Sri Rejeki Isman (Sritex) is one of the largest textile firms in Indonesia. Established in 1978, the company is a major supplier of fabric and garments. In 2020, the firm did nearly $1.3 billion in sales and posted a net profit of $85 million. Thanks to deals with big global brands like Uniqlo and H&M, Sritex has historically been a sizable exporter, with $762 million in overseas sales in 2020 alone.
But the textile giant has been in financial trouble for several years, getting hit hard by the pandemic and never recovering. In 2021, Sritex began a supervised restructuring process, consolidating various liabilities and negotiating a payment plan with creditors. A few weeks ago, a court in Central Java ruled that despite the restructuring plan the firm was insolvent and could no longer continue as a going concern. Normally, this would mean a company must start winding down operations and liquidating its assets in order to partially repay its creditors.
But Sritex is a major source of economic activity in the politically important province of Central Java and according to media reports employs 50,000 workers. The company’s financial statements say the figure is closer to 19,000, but the larger number probably includes the estimated impact on suppliers, wholesalers and so forth.
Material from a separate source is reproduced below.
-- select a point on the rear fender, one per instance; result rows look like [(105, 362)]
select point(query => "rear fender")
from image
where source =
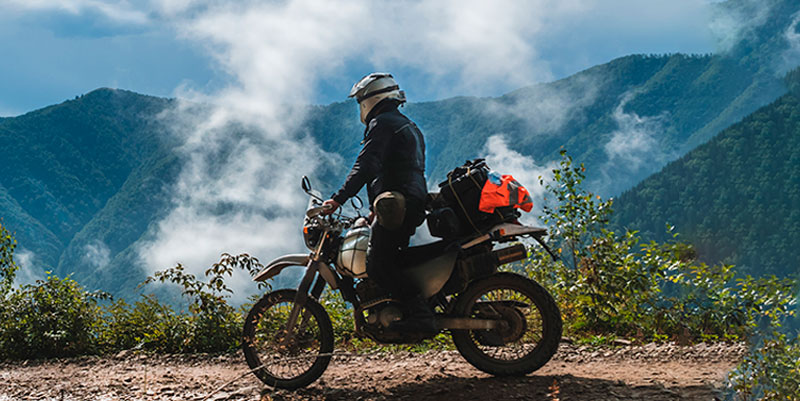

Fresh off his inauguration, President Prabowo Subianto surely does not want his first few weeks on the job to be marred by the collapse of a major textile firm and the layoff of thousands of Central Javanese garment workers. He has directed the government to find a solution, and assurances have been made that Sritex will continue operating as it appeals the bankruptcy decision and there will not be any immediate job losses.
Sritex’s woes feed into a larger narrative about a weakening in Indonesia’s manufacturing sector, which is causing the middle class to shrink and squeezing purchasing power. These claims need to be scrutinized carefully, but the data does indicate that Indonesians on the lower end of the income scale (a description which applies to many garment industry workers like those employed at Sritex) have seen their purchasing power and earnings contract recently.
What is causing this? That is harder to parse. One narrative ascribes the industry’s struggles to a rise in cheap imports, mainly from China, flooding the market and driving down prices to the point where domestic companies cannot compete. This is one reason Indonesia has been blocking ultra-discount Chinese e-commerce platform Temu. The government also introduced tariffs on textile imports earlier this year to give a boost to the domestic garment industry.
At the same time, there has been a weakening of global demand as countries erect trade barriers and focus on domestic production, which has put export-oriented industries (and countries like Thailand) on the backfoot. Sritex had the added bad luck of taking on large amounts of debt right before this slump in demand and flood of inexpensive imports hit the market.
In 2017, Sritex began issuing bonds. By 2019, the eve of the pandemic, their total bond debt was over $350 million. In 2019, Sritex also took out a $350 million syndicated bank loan, and in 2020 began taking out short-term bank loans probably to cover operational shocks from the pandemic. The firm’s total liabilities ballooned from $848 million in 2018 to $1.6 billion by 2021, the majority of which was bond and bank debt.
In the same year, with international supply chains scrambled thanks to the pandemic, it had to take a $475 million write-down on unsold inventory resulting in a total loss in 2021 of $1 billion. With sales slumping just as debt piled up, Sritex had little choice but to enter supervised restructuring.
Sales have continued declining, from $1.3 billion in 2020 to $325 million last year. Exports also shrank from 60 percent to 49 percent of total revenue, with international clients likely wary of placing big orders given the firm’s uncertain finances. After three years of losses, Sritex’s equity in 2023 stood at negative $955 million.
But help may be on the way. The government is signaling that it will aid the struggling firm, quickly giving Sritex permission to continue exporting while it goes through bankruptcy proceedings. Exactly how far the government will go to save the company remains to be seen. What is clear is that thousands of garment workers being laid off in Central Java could be a political liability, especially given Prabowo’s desire to make social welfare a major theme of his administration.
Debt relief and restructuring can help keep the firm operating in the short term, and allow employees to keep drawing their wages. But a longer-term fix will likely depend on something the Indonesian government has less control over: the rebalancing of the global economy toward a more sustainable equilibrium, one in which global demand has recovered, protectionist tendencies have subsided and countries are no longer erecting trade barriers or dumping their excess production on other markets. Given the results of the U.S. election this week, it is anyone’s guess when such a rebalancing will actually happen.